Metode resolusi bank secara umum dapat dikelompokkan menjadi 2,
yaitu: closed-bank resolution dan open-bank
resolution.
Dalam closed-bank resolution, resolusi dilakukan dengan melakukan penutupan terdapat bank gagal, selanjutnya opsi pilihannya meliputi antara lain: melaksanakan likuidasi bank; mengalihkan sebagian aset dan kewajiban bank (Purchase & Assumption) kepada bank lain; atau mendirikan bank perantara (Bridge Bank).
Sedangkan dalam open-bank resolution, pada intinya bank tetap dipertahankan beroperasi dan dilakukan upaya penyehatan melalui antara lain: menambah modal, memberikan pinjaman, atau membeli aset bank yang berkualitas buruk.
Pelaksanaan likuidasi merupakan jalan normal bagi bank untuk keluar dari sistem perbankan atau disebut "normal insolvency proceedings". Dalam pelaksanaan likuidasi, nilai aset bank diupayakan agar dapat dipertahankan sehingga dapat memberi tingkat pengembalian (recovery rate) yang tinggi bagi para kreditur.
Namun mengingat bank telah dicabut izinnya, penggunaan basis gone-concern dalam pengelolaan dan penjualan aset bank akan berpotensi menyebabkan penurunan nilai aset.
Selain itu, terhentinya layanan perbankan kepada nasabah (kreditur & debitur) akan berdampak pada konsumsi, investasi, dan riil ekonomi masyarakat.
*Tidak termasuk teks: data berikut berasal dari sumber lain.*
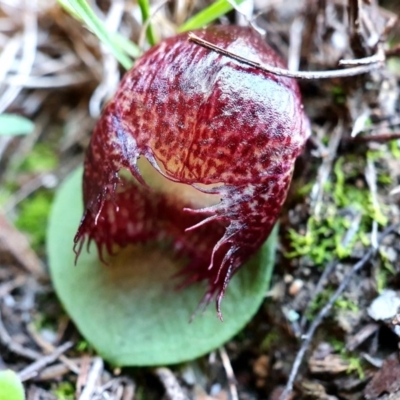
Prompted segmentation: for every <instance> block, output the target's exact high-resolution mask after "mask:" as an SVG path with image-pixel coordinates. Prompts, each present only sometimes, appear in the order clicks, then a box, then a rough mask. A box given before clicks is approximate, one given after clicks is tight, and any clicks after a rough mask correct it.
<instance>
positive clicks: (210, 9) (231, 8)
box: [179, 0, 245, 32]
mask: <svg viewBox="0 0 400 400" xmlns="http://www.w3.org/2000/svg"><path fill="white" fill-rule="evenodd" d="M244 1H245V0H232V2H233V3H235V4H237V5H239V4H241V3H243V2H244ZM231 10H233V7H232V5H231V3H230V2H229V1H228V0H217V1H216V2H215V3H213V4H211V5H210V6H208V7H207V8H205V9H204V10H201V11H200V12H199V13H197V14H196V15H194V16H193V17H192V18H190V19H189V20H187V21H186V22H185V23H184V24H183V25H182V26H181V27H180V28H179V32H186V31H191V30H193V29H200V28H202V27H203V26H205V25H207V24H209V23H210V22H212V21H214V20H216V19H217V18H219V17H222V16H223V15H225V14H226V13H227V12H229V11H231Z"/></svg>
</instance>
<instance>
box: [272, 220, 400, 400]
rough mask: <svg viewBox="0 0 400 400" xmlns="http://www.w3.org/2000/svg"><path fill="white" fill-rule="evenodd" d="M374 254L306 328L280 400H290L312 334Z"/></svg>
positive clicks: (365, 261)
mask: <svg viewBox="0 0 400 400" xmlns="http://www.w3.org/2000/svg"><path fill="white" fill-rule="evenodd" d="M398 227H399V224H395V225H392V226H390V227H388V228H387V229H385V230H384V231H383V232H382V234H381V235H380V236H379V239H378V244H379V243H381V242H382V240H383V239H384V238H385V237H386V236H388V235H389V234H391V233H393V232H394V231H395V230H396V229H397V228H398ZM375 252H376V249H375V248H374V247H373V246H371V247H370V249H369V250H368V251H367V253H366V254H365V256H364V257H363V258H362V259H361V260H360V261H358V262H357V263H356V264H355V265H354V266H353V268H352V269H351V270H350V271H349V272H348V273H347V274H346V275H345V277H344V278H343V280H342V282H341V284H340V285H339V286H338V288H337V289H336V291H335V293H333V295H332V296H331V297H330V299H329V301H328V302H327V303H326V304H325V306H324V307H323V308H322V309H321V310H320V312H319V313H318V315H317V316H316V317H315V319H314V321H313V322H312V324H311V325H310V327H309V328H308V330H307V332H306V334H305V335H304V336H303V339H304V341H303V344H302V345H301V347H300V350H299V351H298V353H297V355H296V358H295V360H294V363H293V365H292V370H291V371H290V375H289V379H288V381H287V383H286V386H285V390H284V391H283V393H282V395H281V396H280V398H279V399H280V400H287V399H289V398H290V395H291V392H292V389H293V384H294V381H295V379H296V376H297V374H298V372H299V368H300V366H301V363H302V361H303V358H304V355H305V353H306V352H307V350H308V348H309V347H310V344H311V341H312V339H313V337H314V334H315V332H316V330H317V328H318V327H319V325H320V324H321V322H322V321H323V319H324V318H325V317H326V316H327V315H328V314H329V312H330V310H331V308H332V306H333V305H334V303H335V301H336V300H337V299H338V298H339V297H340V295H341V294H342V293H343V291H344V290H345V289H346V288H347V285H348V284H349V282H350V280H351V279H352V278H353V276H354V275H355V274H356V273H357V272H359V271H360V270H361V269H362V268H363V267H364V266H365V265H367V263H368V262H369V261H370V260H371V258H372V257H373V256H374V254H375Z"/></svg>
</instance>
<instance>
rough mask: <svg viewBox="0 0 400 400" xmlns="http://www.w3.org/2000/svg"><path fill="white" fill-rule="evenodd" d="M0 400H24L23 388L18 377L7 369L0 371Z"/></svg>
mask: <svg viewBox="0 0 400 400" xmlns="http://www.w3.org/2000/svg"><path fill="white" fill-rule="evenodd" d="M0 399H1V400H3V399H4V400H24V399H25V394H24V387H23V386H22V383H21V381H20V379H19V377H18V375H17V374H16V373H15V372H14V371H11V370H10V369H7V370H5V371H0Z"/></svg>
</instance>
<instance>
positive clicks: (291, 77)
mask: <svg viewBox="0 0 400 400" xmlns="http://www.w3.org/2000/svg"><path fill="white" fill-rule="evenodd" d="M188 40H190V41H192V42H195V43H197V44H198V45H200V46H203V47H205V48H207V49H210V50H213V51H215V52H216V53H219V54H222V55H224V56H226V57H230V58H232V59H234V60H236V61H239V62H240V63H243V64H247V65H250V66H252V67H255V68H258V69H261V70H262V71H265V72H269V73H271V74H274V75H281V76H286V77H288V78H296V79H331V78H346V77H350V76H355V75H361V74H365V73H368V72H371V71H374V70H376V69H378V68H381V67H382V65H383V62H382V59H381V57H376V59H377V60H378V61H373V62H371V63H370V64H366V65H358V66H356V67H352V68H346V69H335V70H331V71H290V70H288V69H285V68H279V67H273V66H272V65H267V64H262V63H259V62H256V61H251V60H249V59H247V58H245V57H242V56H239V55H238V54H235V53H232V52H230V51H228V50H225V49H223V48H221V47H219V46H217V45H215V44H213V43H211V42H209V41H207V40H204V39H202V38H200V37H199V36H197V35H195V34H194V33H191V32H190V33H189V34H188ZM353 62H355V61H354V60H353Z"/></svg>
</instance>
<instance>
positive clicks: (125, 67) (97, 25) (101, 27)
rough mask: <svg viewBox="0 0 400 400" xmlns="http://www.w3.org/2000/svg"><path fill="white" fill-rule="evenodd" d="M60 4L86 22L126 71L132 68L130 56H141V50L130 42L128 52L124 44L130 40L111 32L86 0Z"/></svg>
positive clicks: (119, 34) (68, 1) (135, 56)
mask: <svg viewBox="0 0 400 400" xmlns="http://www.w3.org/2000/svg"><path fill="white" fill-rule="evenodd" d="M58 3H59V4H60V5H61V6H62V7H63V8H64V9H65V10H66V11H67V12H68V13H70V14H71V15H72V16H74V17H75V18H76V19H78V20H80V21H82V22H84V23H85V24H86V25H87V27H88V28H89V29H90V30H91V31H92V32H93V33H94V34H95V35H96V36H97V37H98V38H99V40H100V41H101V42H102V43H103V44H104V45H106V46H107V47H108V48H109V49H110V51H111V52H112V54H113V55H114V57H115V58H116V59H117V60H118V61H119V63H120V64H121V65H122V66H123V67H124V68H125V69H130V68H131V67H132V65H133V61H132V60H131V58H130V57H129V56H134V57H138V56H139V55H140V54H141V51H140V49H139V48H138V47H137V46H136V45H135V44H134V43H133V42H130V41H129V46H128V50H127V49H126V47H125V46H124V44H126V42H127V41H128V40H127V39H125V38H124V37H123V36H121V35H120V34H119V33H116V32H109V31H108V30H107V28H106V26H105V25H104V23H103V22H102V21H101V20H100V19H99V18H98V17H97V16H96V14H95V13H94V12H93V10H92V9H91V8H90V6H89V5H88V3H87V2H86V0H58Z"/></svg>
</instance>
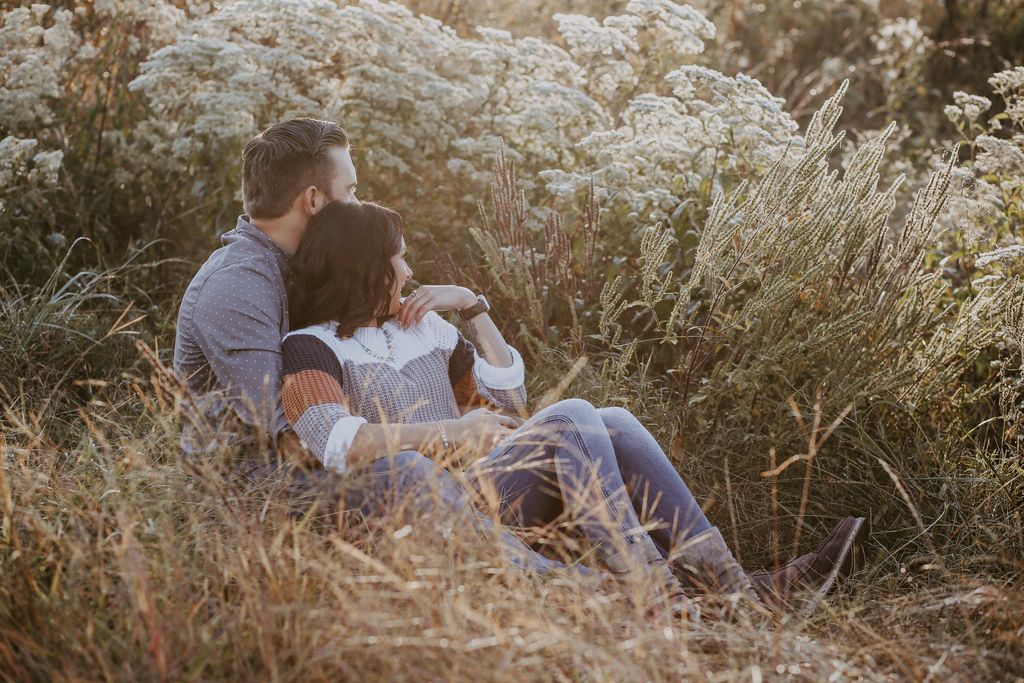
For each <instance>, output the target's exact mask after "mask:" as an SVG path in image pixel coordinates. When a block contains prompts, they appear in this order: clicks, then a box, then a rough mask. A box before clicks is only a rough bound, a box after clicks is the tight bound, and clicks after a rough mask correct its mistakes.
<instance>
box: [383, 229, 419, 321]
mask: <svg viewBox="0 0 1024 683" xmlns="http://www.w3.org/2000/svg"><path fill="white" fill-rule="evenodd" d="M391 267H392V268H394V275H395V280H394V287H393V288H391V303H390V306H389V308H388V311H387V313H388V315H394V314H395V313H397V312H398V309H399V308H400V307H401V302H400V301H399V300H398V299H399V298H400V297H401V290H402V288H403V287H406V283H407V282H408V281H409V279H410V278H412V276H413V269H412V268H411V267H409V264H408V263H406V238H402V239H401V250H399V252H398V253H397V254H395V255H394V256H392V257H391Z"/></svg>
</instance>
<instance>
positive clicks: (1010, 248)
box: [974, 245, 1024, 268]
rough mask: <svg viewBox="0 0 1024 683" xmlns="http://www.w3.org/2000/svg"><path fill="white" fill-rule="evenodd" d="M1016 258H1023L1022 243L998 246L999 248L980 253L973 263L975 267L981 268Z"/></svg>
mask: <svg viewBox="0 0 1024 683" xmlns="http://www.w3.org/2000/svg"><path fill="white" fill-rule="evenodd" d="M1017 258H1024V245H1011V246H1009V247H1000V248H999V249H995V250H993V251H990V252H986V253H984V254H980V255H979V256H978V258H976V259H975V260H974V264H975V266H976V267H979V268H983V267H985V266H986V265H990V264H992V263H998V262H1001V261H1010V260H1013V259H1017Z"/></svg>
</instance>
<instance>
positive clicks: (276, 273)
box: [174, 119, 863, 614]
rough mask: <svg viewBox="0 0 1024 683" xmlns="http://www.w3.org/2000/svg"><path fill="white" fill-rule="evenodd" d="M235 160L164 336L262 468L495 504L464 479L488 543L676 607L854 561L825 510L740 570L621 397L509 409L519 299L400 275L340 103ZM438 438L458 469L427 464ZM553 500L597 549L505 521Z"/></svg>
mask: <svg viewBox="0 0 1024 683" xmlns="http://www.w3.org/2000/svg"><path fill="white" fill-rule="evenodd" d="M242 164H243V195H244V201H245V211H246V213H245V215H242V216H240V217H239V220H238V224H237V225H236V227H234V229H232V230H229V231H228V232H226V233H225V234H224V236H223V237H222V239H221V241H222V245H223V246H222V247H221V248H219V249H218V250H216V251H215V252H214V253H213V254H212V255H211V256H210V258H209V259H208V260H207V262H206V263H205V264H204V265H203V267H202V268H200V270H199V272H198V273H197V274H196V276H195V278H194V280H193V281H191V283H190V284H189V286H188V288H187V290H186V292H185V295H184V298H183V300H182V302H181V308H180V311H179V315H178V325H177V336H176V339H175V347H174V367H175V370H176V372H177V373H178V374H180V375H181V377H182V378H183V379H184V380H185V382H186V383H187V386H188V389H189V391H190V392H191V394H193V395H194V396H195V397H196V398H197V400H199V401H200V404H201V405H202V413H203V416H202V419H203V420H204V421H205V423H207V424H211V425H214V432H213V433H216V434H217V436H218V438H217V443H223V442H224V441H225V440H227V441H230V442H236V443H238V444H241V446H242V447H244V449H246V447H248V449H251V450H253V451H255V452H259V451H260V447H259V438H260V435H266V436H269V437H270V442H269V444H268V445H269V451H270V452H271V453H272V454H273V456H274V458H275V460H274V462H272V463H271V465H270V467H271V468H276V467H284V466H285V465H286V464H287V463H295V462H297V461H299V460H301V459H302V457H303V455H305V457H306V458H309V455H310V454H311V456H312V457H313V458H314V460H315V466H314V467H313V468H305V469H302V470H297V471H296V474H295V475H296V476H299V477H300V478H301V479H302V480H303V481H305V482H306V483H307V484H309V485H311V486H315V485H316V483H315V482H316V481H317V480H326V479H327V478H328V477H338V476H339V474H340V476H341V477H342V478H343V479H350V480H351V481H358V482H359V483H358V484H357V485H356V486H354V487H353V486H343V487H342V489H343V492H344V493H343V494H342V497H341V499H342V500H341V501H339V503H340V504H341V505H343V506H346V508H348V509H351V508H357V509H360V510H361V511H362V513H364V514H365V515H380V514H382V512H383V511H384V510H385V508H386V506H387V502H388V501H395V500H398V499H399V498H403V497H408V499H409V500H412V501H414V503H415V505H423V506H426V505H441V506H445V507H446V508H449V510H445V514H451V515H465V516H468V517H470V518H471V519H472V521H473V523H474V524H476V525H477V526H478V527H479V526H480V525H481V524H482V525H488V524H489V523H490V522H489V519H490V518H489V517H488V516H487V515H485V514H483V512H482V510H480V509H477V507H475V506H474V501H486V503H485V504H481V505H480V507H481V508H482V507H488V506H489V507H490V508H492V512H497V518H498V519H500V520H501V524H502V527H503V528H501V529H498V531H499V536H498V538H499V539H500V540H501V542H502V549H503V551H504V552H506V554H507V557H508V558H509V560H510V561H512V562H513V563H514V564H516V565H518V566H520V567H522V569H523V570H525V571H536V572H539V573H549V572H551V571H553V570H565V571H572V572H579V573H582V574H597V575H598V578H599V580H600V581H602V582H607V583H608V584H610V585H612V586H614V585H616V583H615V581H614V580H615V578H618V577H622V575H624V574H626V573H629V572H634V571H643V572H649V573H650V574H651V577H652V578H653V579H654V580H655V581H656V583H657V585H658V586H660V587H664V591H662V592H660V596H659V604H663V605H666V604H667V605H669V606H670V607H671V609H673V611H674V612H675V613H679V612H683V611H686V612H687V613H690V614H692V613H693V612H692V603H691V601H690V599H689V598H691V597H693V596H695V595H698V594H701V595H705V596H717V598H721V597H722V596H727V597H728V598H730V600H729V602H730V603H735V602H736V600H743V599H745V600H748V601H751V602H760V603H766V604H771V605H774V606H781V605H787V606H791V607H796V608H799V609H801V610H802V611H805V612H809V611H810V610H811V609H813V608H814V606H815V605H816V604H817V603H818V601H819V600H820V598H821V596H823V595H824V594H825V593H826V592H827V591H828V590H829V589H830V588H831V586H833V585H834V583H835V581H836V579H837V577H839V575H840V573H841V572H842V571H843V570H844V567H845V566H846V565H848V564H849V561H848V560H849V555H850V551H851V548H852V546H853V544H854V542H855V541H856V537H857V535H858V532H859V530H860V525H861V522H862V521H863V520H862V519H861V518H846V519H843V520H841V521H840V522H839V524H838V525H837V526H836V528H835V530H834V531H833V532H831V533H830V535H829V536H828V537H827V538H826V539H825V541H824V542H823V543H822V544H821V545H820V546H819V547H818V549H817V550H816V551H815V552H812V553H808V554H806V555H803V556H801V557H798V558H796V559H794V560H792V561H791V562H788V563H786V564H785V565H783V566H782V567H780V568H778V569H776V570H774V571H755V572H746V571H744V570H743V569H742V568H741V567H740V566H739V564H738V563H737V562H736V560H735V559H734V557H733V555H732V553H731V552H730V550H729V548H728V547H727V545H726V543H725V541H724V540H723V538H722V535H721V532H720V531H719V529H718V528H717V527H715V526H713V525H712V524H711V523H710V522H709V520H708V518H707V517H706V516H705V514H703V512H702V511H701V509H700V506H699V505H698V504H697V502H696V500H695V499H694V497H693V495H692V494H691V493H690V490H689V489H688V488H687V486H686V484H685V483H684V482H683V480H682V479H681V478H680V476H679V474H678V472H677V471H676V469H675V468H674V467H673V466H672V464H671V462H670V461H669V458H668V457H667V456H666V453H665V451H664V450H663V449H662V446H660V445H659V444H658V443H657V441H656V440H655V439H654V437H653V436H651V434H650V433H649V432H648V431H647V429H646V428H644V426H643V425H642V424H641V422H640V421H639V420H637V418H636V417H635V416H633V415H632V414H631V413H630V412H629V411H627V410H625V409H622V408H611V407H609V408H596V407H594V405H592V404H591V403H590V402H588V401H586V400H583V399H580V398H568V399H564V400H560V401H557V402H555V403H553V404H551V405H548V407H547V408H545V409H543V410H541V411H539V412H538V413H536V414H534V415H532V416H530V417H529V418H528V419H523V417H522V416H523V415H526V413H525V405H526V392H525V389H524V376H525V367H524V364H523V359H522V357H521V356H520V354H519V352H518V351H517V350H516V349H515V348H513V347H512V346H510V345H509V344H508V343H506V341H505V339H504V338H503V337H502V333H501V331H500V330H499V328H498V326H497V325H496V323H495V319H494V317H493V316H492V315H493V314H494V316H495V317H503V316H504V317H508V316H511V315H513V314H514V311H500V310H494V311H493V310H492V309H490V306H489V304H488V302H487V300H486V298H485V296H484V295H483V294H482V293H479V294H478V293H474V292H473V291H471V290H469V289H467V288H465V287H462V286H459V285H446V284H445V285H420V286H419V287H415V288H412V289H411V291H409V293H408V294H407V295H404V296H403V292H404V291H406V289H407V286H408V285H409V281H410V280H411V279H412V278H413V268H412V267H411V265H410V262H409V259H408V255H407V252H406V240H404V238H403V231H404V229H406V228H404V226H403V223H402V220H401V217H400V216H399V214H398V213H396V212H394V211H392V210H390V209H386V208H384V207H381V206H379V205H377V204H373V203H367V202H360V201H358V200H356V199H355V186H356V173H355V168H354V166H353V164H352V158H351V156H350V148H349V142H348V138H347V136H346V135H345V133H344V132H343V131H342V129H341V128H339V127H338V126H337V125H335V124H333V123H329V122H324V121H315V120H311V119H293V120H289V121H285V122H282V123H279V124H276V125H274V126H271V127H270V128H268V129H267V130H265V131H263V132H262V133H261V134H259V135H257V136H256V137H255V138H253V139H252V140H251V141H250V142H249V143H248V144H247V145H246V147H245V152H244V153H243V160H242ZM449 315H451V316H452V317H453V318H455V319H457V321H458V323H459V325H458V327H457V326H456V325H453V324H452V323H451V322H450V321H449V319H447V316H449ZM199 433H200V432H199V431H197V430H196V429H194V428H193V427H191V426H186V427H185V429H184V432H183V434H182V449H183V451H184V452H185V454H186V456H194V455H197V454H198V453H201V452H202V451H205V450H209V449H212V447H214V446H215V445H216V443H210V442H204V440H203V439H201V438H200V437H199ZM205 433H211V432H209V431H206V432H205ZM455 455H458V456H459V457H458V459H457V460H458V461H461V462H462V463H464V464H463V465H461V466H460V467H461V470H462V473H463V475H464V476H463V477H460V478H458V479H457V478H456V477H455V476H454V475H453V474H452V473H451V472H450V471H449V470H447V469H445V467H444V466H443V465H445V464H450V463H452V462H455V461H454V460H453V457H454V456H455ZM264 468H265V466H264ZM356 475H358V476H356ZM468 487H472V488H474V489H475V492H473V493H474V494H476V495H475V496H471V495H470V493H471V492H470V490H469V489H468ZM428 490H429V492H430V493H431V495H429V496H428V495H426V494H425V493H424V492H428ZM641 514H642V515H643V519H641ZM566 516H567V517H568V518H569V520H570V521H571V522H572V523H573V524H574V525H575V527H577V528H578V529H580V530H581V531H582V533H583V535H584V536H585V537H586V540H587V541H588V542H589V543H590V544H592V546H593V547H594V549H595V554H596V556H597V558H598V559H599V560H600V563H601V565H603V566H602V568H600V569H593V568H589V567H586V566H583V565H572V566H566V565H565V564H563V563H561V562H559V561H556V560H554V559H550V558H549V557H547V556H545V555H542V554H541V553H539V552H537V551H536V550H535V549H534V548H531V547H530V546H528V545H527V544H526V543H525V542H524V541H523V540H522V539H520V538H519V537H518V536H517V535H516V533H514V532H513V531H512V529H511V527H515V526H526V527H544V526H548V525H551V524H554V523H556V522H557V521H561V520H562V519H564V518H565V517H566ZM506 526H507V527H506ZM648 528H650V530H647V529H648ZM429 530H430V529H422V531H423V532H429ZM609 579H610V581H609ZM662 600H664V601H665V602H660V601H662Z"/></svg>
Oleh karenanya, pelaksanaan likuidasi dipandang merupakan opsi resolusi bank yang memakan biaya paling mahal dan tingkat pengembalian yang paling rendah bagi kreditur.
Pelaksanaan resolusi bank, dilakukan dengan mempertahankan keberlangsungan fungsi kritikal bank dengan cara mengalihkan sebagian aset dan kewajiban kepada bank penerima atau kepada bank perantara; atau mempertahankan bank beroperasi dan diberikan bantuan keuangan (open bank assistance/OBA).
Setelah krisis 2008, opsi OBA (bail-out) disepakati untuk sedapat mungkin dihindari karena dapat menimbulkan moral hazard, persaingan tidak sehat, dan rasa ketidak-adilan, selain membebani anggaran negara.
Dengan pelaksanaan resolusi diharapkan layanan perbankan dapat terjaga keberlangsungannya, stabilitas sistem perbankan dapat terpelihara, sehingga secara keseluruhan biaya kegagalan bank akan lebih murah dan menghasilkan tingkat pengembalian yang lebih tinggi bagi kreditur dibandingkan likuidasi.
Berdasar pada pandangan tersebut, dalam Key Attributes (KA) of Effective Resolution Regimes for Financial Institution diatur bahwa apabila dilaksanakan resolusi, harus dipastikan tidak ada kreditur yang memperoleh tingkat pengembalian yang lebih rendah dibandingkan jika terhadap bank secara keseluruhan dilakukan likuidasi, disebut prinsip No Creditors Worse Off than in Liquidation (NCWOL).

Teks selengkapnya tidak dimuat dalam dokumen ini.